Пока Пижму говорил, Рефа подошла к огню. Она не села, а только нагнулась, достала с углей печеную рыбку и молча пошла к своей занавеске.
— Рефа сейчас не будет говорить. Громовик взбесился — покоя не дает.
Перестанет греметь, тогда буду ворожить.
Рефа отогнула занавеску и скрылась в глубине темного прохода.
НОВЫЙ ПОСЕЛОК
Урхату родился в Ку-Пио-Су. В детстве его звали по-другому. Прозвище «Урхату» получил он за свой рост и несокрушимую силу. На языке племени Ку-Пио-Су это имя означало «большой медведь». Еще в молодости не поладил он с самим Мандру. Не нравилось ему слушать его приказы.
Взял лучшую лодку, посадил в нее жену, двоих ребят, собаку и младшего брата; взял мать, горбатую Рефу, оружие и весь домашний скарб. Ночью выехал из поселка, и след его пропал надолго.
Никто не знал, куда он девался.
Только через несколько лет догадались, что он поселился в овраге Большая Щель.
Место это Урхату присмотрел себе еще раньше и облюбовал его неспроста.
В давние времена, о которых самые старые старики слышали от своих дедов, в этом овраге был большой поселок. Жило здесь племя «нуонки». Они говорили на особом наречии и славились искусством добывать замечательно хорошие кремневые желваки в виде круглых камней величиной чуть не с детскую голову. Снаружи желваки были покрыты корой, а на расколе имели светло-серый тон.
Кремень, который они давали, был превосходен для ручной обработки. Желваки от удара кололись правильными кусками, отлично поддавались стесыванию, «отжиму»и полировке, и дальние поселенцы приезжали к нуонкам выменять или выпросить хороших камней для собственных поделок. Оказалось, что нуонки добывали кремень из толщи известковых пластов, делая глубокие шахты в известняке.
Шахта начиналась в виде очень широкой и круглой ямы. По краям выбивали ступеньки, и по ним можно было спускаться на самое дно шахты. На глубине в три-четыре человеческих роста добытчики кремня прекращали дальнейшее углубление ямы и начинали делать не очень длинные штольни, подземные галереи.

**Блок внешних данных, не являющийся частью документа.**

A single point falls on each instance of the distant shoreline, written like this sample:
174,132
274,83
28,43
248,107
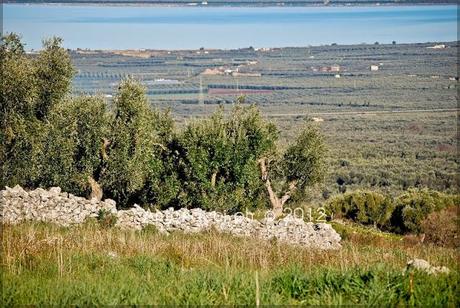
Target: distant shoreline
449,44
229,5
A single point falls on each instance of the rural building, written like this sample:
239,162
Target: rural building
237,74
374,68
332,68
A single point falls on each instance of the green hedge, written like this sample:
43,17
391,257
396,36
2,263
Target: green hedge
403,214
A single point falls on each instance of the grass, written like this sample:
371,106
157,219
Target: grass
46,264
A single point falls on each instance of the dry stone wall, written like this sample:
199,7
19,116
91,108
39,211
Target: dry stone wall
17,205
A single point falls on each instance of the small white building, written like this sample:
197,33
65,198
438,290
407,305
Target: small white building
374,68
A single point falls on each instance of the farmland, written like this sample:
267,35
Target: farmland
386,130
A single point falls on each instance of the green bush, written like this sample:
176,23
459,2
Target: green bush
106,219
30,87
134,146
402,215
364,207
72,150
216,160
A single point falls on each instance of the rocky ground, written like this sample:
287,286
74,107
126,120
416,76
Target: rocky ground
65,209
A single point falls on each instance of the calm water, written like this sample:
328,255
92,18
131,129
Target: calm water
184,27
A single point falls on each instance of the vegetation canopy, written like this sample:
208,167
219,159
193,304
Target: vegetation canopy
132,153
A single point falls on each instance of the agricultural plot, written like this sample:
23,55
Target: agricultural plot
387,129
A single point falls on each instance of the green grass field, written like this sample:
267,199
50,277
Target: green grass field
45,264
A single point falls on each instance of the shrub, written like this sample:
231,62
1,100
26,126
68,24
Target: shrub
365,207
412,207
133,146
216,160
29,89
73,148
441,228
106,219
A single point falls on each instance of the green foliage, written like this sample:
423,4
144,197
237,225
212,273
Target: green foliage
106,219
24,81
53,75
216,159
365,207
101,280
303,161
72,149
402,215
134,145
412,207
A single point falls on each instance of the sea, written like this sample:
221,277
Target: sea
180,27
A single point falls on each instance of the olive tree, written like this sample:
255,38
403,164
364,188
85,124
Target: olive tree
216,159
132,146
301,165
73,151
53,75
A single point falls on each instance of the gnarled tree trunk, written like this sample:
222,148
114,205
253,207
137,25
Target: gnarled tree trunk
276,202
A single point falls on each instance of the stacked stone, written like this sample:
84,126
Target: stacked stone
17,205
54,206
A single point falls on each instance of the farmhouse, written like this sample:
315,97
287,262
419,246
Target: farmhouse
374,67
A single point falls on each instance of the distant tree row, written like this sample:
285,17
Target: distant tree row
133,153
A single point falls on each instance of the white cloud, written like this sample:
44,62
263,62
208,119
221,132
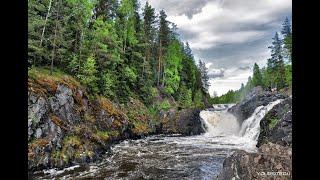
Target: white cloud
231,80
227,34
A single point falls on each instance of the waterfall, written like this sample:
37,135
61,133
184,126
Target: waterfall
221,122
250,127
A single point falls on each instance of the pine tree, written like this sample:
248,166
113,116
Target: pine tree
204,76
287,40
88,74
149,37
257,77
276,64
107,9
173,66
163,42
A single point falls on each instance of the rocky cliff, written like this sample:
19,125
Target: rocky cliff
273,159
69,125
255,98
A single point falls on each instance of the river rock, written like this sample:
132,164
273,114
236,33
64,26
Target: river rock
276,126
272,161
255,98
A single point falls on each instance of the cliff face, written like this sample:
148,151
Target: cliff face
68,125
257,97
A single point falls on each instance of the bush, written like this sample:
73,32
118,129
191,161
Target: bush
164,105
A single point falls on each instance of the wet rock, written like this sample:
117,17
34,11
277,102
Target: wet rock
276,126
275,163
255,98
190,122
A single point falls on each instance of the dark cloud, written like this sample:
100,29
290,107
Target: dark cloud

В известковом плитняке Щели оказалось целых три таких шахты. Они соединялись подземными ходами. Одна из них обвалилась, две другие сохранились хорошо.
Груды выброшенного известкового щебня вокруг каждой из шахт успели уже обрасти травой и кустами и отлично скрывали входные отверстия. Вот в этих-то старых каменоломнях и поселился Урхату вместе со своим семейством.
Построить себе хижину все-таки не так просто, как поселиться в готовой пещере, которую быстро можно приспособить под жилье. Дикие звери, бродячие лесные люди иногда появлялись то здесь, то там в пустынных береговых лесах. От них хорошо было спасаться в темных каменоломнях.
Верхние отверстия шахт Урхату закрыл стволами молодых сосен, а на них навалил толстый слой торфа и земли.
Население нового выселка из Ку-Пио-Су начало быстро увеличиваться. Рождались дети. К семьям двух братьев прибавился еще один молодой переселенец с пожилой женой и кучей ее ребят. Жена эта скоро умерла. Поселенец решил добыть новую и отправился сватать невесту в один рыбацкий поселок. Сватовство было удачным: он привез себе сразу двух жен. Оба брата тоже высватали себе по новой невесте. Женские руки были нужны. Хлопот было много: устраивать новое жилье, шить одежду, лепить глиняную утварь, мочить крапиву, сучить нитки для рыболовных сетей.
Для большей безопасности Урхату приволок из лесу толстую сосновую жердь, сделал из нее идола и поставил на площадке перед входом.
Урхату и Пижму мирно беседовали между собой, ожидая, когда замолчит Громовик. Наконец ветер утих. Туча миновала. На прояснившемся небе загорелись звезды, и из-за леса показался тонкий двурогий месяц.